Docker is Object Oriented Programming (OOP) for Systems

Sasank Chilamkurthy | | 4 minutes to read.

I was explaining about docker to my colleagues and I was struck by an epiphany: Docker is essentially object oriented programming (OOP) for systems programming. For the uninitiated Docker is OS-level virtualization that allow you to package softwares and make the installations easy and reproducible across systems. No more but it worked on my computer problems. Follow this tutorial from Keval to get a good idea of how it works. In this post, I’ll quickly review the docker concepts so that we can make the connection to OOP.

In docker, you build an image by specifying instructions in Dockerfile on how to install your application. You can think of an image as packaged file system containing your programs. For example, here’s how you build an image.

# Dockerfile
FROM ubuntu:18.04
RUN apt-get update && apt-get install -y python3 python3-pip
RUN pip3 install numpy
CMD python3 -m http.server

This Dockerfile starts with FROM ubuntu:18.04 which means you’re using ubuntu 18.04 as base image and RUNs the next two commands in this image. CMD specifies the default command when you run this image. You build the image by running:

$ docker build -t numpy .

Once built, you can use this image to spin up an container in which you can run whatever you want. Let’s spin up a container and run python.

$ docker run -it numpy python3
Python 3.6.9 (default, Oct  8 2020, 12:12:24) 
[GCC 8.4.0] on linux
Type "help", "copyright", "credits" or "license" for more information.
>>> import numpy
>>> 

Obviously numpy is already installed in this container. How do we get input and output to this container? We can use file system and/or networking to interact with the container. Here’s an example:

$ mkdir input_dir
$ touch input_dir/hi
$ echo "hello sasank" > input_dir/hi
$ docker run -p 8001:8000 -v `pwd`/input_dir:/root/input numpy 

-p publishes port 8001 from docker and maps it to port number 8000 (the default python server port) inside docker. -v mounts input_dir in the present directory to /root/input of the container. In a different terminal, you can verify that the filesystem and network I/O worked with curl.

$ curl localhost:8001/root/input/hi
hello sasank

Now why am I calling this object oriented programming? Let’s start with clarifying what OOP is. In OOP, we have a class which encapsulates the data and methods of a particular functionality. For example, Human can be class whose data is the name and method is what_is_your_name(). You’ll have to create an instance of the Human class (say sasank) to interact with it. Once instantiated, the only way to interact with this instance is through the method (e.g., sasank.what_is_your_name()). What the class does internally is treated like a black box. A class can inherit data and methods from another class (say Animal)

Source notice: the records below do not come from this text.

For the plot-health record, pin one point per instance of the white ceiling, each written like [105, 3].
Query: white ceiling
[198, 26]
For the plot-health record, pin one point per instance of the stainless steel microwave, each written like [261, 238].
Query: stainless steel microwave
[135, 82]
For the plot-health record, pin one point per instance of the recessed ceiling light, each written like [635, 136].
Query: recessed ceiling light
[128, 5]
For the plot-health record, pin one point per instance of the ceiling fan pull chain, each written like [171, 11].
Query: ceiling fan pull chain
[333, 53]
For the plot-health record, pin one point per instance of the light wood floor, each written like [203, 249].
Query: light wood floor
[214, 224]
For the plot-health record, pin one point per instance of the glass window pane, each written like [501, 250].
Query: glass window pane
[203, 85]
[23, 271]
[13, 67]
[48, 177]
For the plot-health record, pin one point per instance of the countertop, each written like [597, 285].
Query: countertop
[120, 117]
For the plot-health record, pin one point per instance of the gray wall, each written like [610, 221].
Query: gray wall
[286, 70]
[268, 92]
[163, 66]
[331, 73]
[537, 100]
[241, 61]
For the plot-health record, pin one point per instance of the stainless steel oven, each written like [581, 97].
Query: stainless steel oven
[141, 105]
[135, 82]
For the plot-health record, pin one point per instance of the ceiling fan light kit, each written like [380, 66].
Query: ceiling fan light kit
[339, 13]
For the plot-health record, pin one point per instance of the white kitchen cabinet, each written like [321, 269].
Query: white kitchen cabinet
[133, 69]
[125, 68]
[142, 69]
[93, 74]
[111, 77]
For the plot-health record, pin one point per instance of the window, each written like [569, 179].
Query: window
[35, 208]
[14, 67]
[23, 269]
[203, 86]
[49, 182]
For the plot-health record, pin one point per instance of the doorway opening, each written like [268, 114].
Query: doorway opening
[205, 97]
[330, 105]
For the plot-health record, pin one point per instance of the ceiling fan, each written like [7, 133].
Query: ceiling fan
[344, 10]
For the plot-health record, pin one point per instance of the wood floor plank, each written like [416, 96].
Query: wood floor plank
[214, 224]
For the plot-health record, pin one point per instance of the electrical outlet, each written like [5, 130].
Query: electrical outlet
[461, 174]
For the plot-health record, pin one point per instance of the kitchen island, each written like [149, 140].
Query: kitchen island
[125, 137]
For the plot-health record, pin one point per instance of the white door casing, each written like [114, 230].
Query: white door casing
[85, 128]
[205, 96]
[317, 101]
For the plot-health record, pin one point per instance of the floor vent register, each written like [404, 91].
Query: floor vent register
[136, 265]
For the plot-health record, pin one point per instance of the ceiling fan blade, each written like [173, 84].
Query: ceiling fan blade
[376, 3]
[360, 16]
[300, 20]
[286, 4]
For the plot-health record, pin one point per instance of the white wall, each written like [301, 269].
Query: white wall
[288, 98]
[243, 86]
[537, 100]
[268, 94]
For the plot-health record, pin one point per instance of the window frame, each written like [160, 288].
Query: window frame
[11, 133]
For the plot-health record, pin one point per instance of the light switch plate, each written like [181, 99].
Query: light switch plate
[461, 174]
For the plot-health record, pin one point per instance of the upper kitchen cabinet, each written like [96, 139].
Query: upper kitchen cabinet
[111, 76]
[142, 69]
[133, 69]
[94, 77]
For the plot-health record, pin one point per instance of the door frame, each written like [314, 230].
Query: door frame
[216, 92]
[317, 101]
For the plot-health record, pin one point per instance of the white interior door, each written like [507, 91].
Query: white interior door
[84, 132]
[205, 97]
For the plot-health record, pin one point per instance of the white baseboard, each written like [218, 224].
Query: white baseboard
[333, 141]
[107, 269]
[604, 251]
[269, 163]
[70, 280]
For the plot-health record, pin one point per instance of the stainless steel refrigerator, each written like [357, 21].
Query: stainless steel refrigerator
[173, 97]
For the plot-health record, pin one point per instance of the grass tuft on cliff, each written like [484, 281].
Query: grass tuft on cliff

Docker image is exactly like a class in which you define instructions to install your app. Data of this class is the code to run your app. Methods are what your app does. FROM is inheritance where you can inherit data and methods from a previously built image. You instantiate an image by spinning up a container. You interact with your container through filesystem and networking. What the container does internally is not your problem. I summarized the argument below:

Docker Object Oriented Programming
Image Class
Installed packages and code Data
CMD and what your code does Methods
FROM Inheritance
Container Instance

You usually make different classes interact with each other by composition where each interact with other through methods. This is exactly the use case of docker-compose where you can make different container interact with each other. For example your backend and front end can be two containers which can be composed in the following way:

version: "3"
services:
  backend:
    image: jodogne/orthanc-plugins
    ports:
      - 8042:8042

  frontend:
    image: ohif/viewer
    ports:
      - 3000:80

volumes: 
  orthanc_db:

All in all, docker is just OOP for systems programming. No wonder we all love docker and its abstractions.